[lbo-talk] "four walls are three too many"

Wojtek Sokolowski sokol at jhu.edu
Fri Oct 14 08:47:58 PDT 2005


> >It seems that few of the famous apothegms attributed to Stalin have been
> >sourced with any certainty, including "the death of one man is a
> >tragedy; the death a million men is a statistic" and "the Pope?  How
> >many divisions does he have?"  Too bad: I hate using slogans I can't
> >cite with confidence, and I really want to use this one in a bit I'm
> >writing.  Damn.
> 
> Harold Bloom once wrote somewhere, "as Shelley should have said..."
> 
> Doug

Does it make any difference who said it?  It has a nice twist into it - just
like the "Wenn Ich Kultur hoere, entsichere Ich meinen Browning"  or "It's I
who decides who's a Jew" - both attributed to Hermann Goering even though
they were actually said by someone else.  

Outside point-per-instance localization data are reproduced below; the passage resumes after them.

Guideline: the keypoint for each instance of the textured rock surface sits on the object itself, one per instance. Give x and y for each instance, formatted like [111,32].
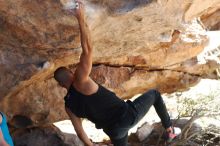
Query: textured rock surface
[44,136]
[138,45]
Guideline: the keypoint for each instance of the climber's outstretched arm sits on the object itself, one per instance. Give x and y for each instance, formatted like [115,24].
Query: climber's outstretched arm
[85,65]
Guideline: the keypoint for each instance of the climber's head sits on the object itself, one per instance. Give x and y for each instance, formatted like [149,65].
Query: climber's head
[64,77]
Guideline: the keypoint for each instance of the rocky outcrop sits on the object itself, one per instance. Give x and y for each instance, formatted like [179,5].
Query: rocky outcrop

Does the fact that that a saying was or was not uttered by a reprehensible
monster make any difference?  What does the Stalin's persona add to the
realization that, after all, for some people four walls are indeed a waste
of valuable real estate space.  Or that what passes for "Kultur" is often a
bunch of hogwash?  Or that identity politics is but a shell game?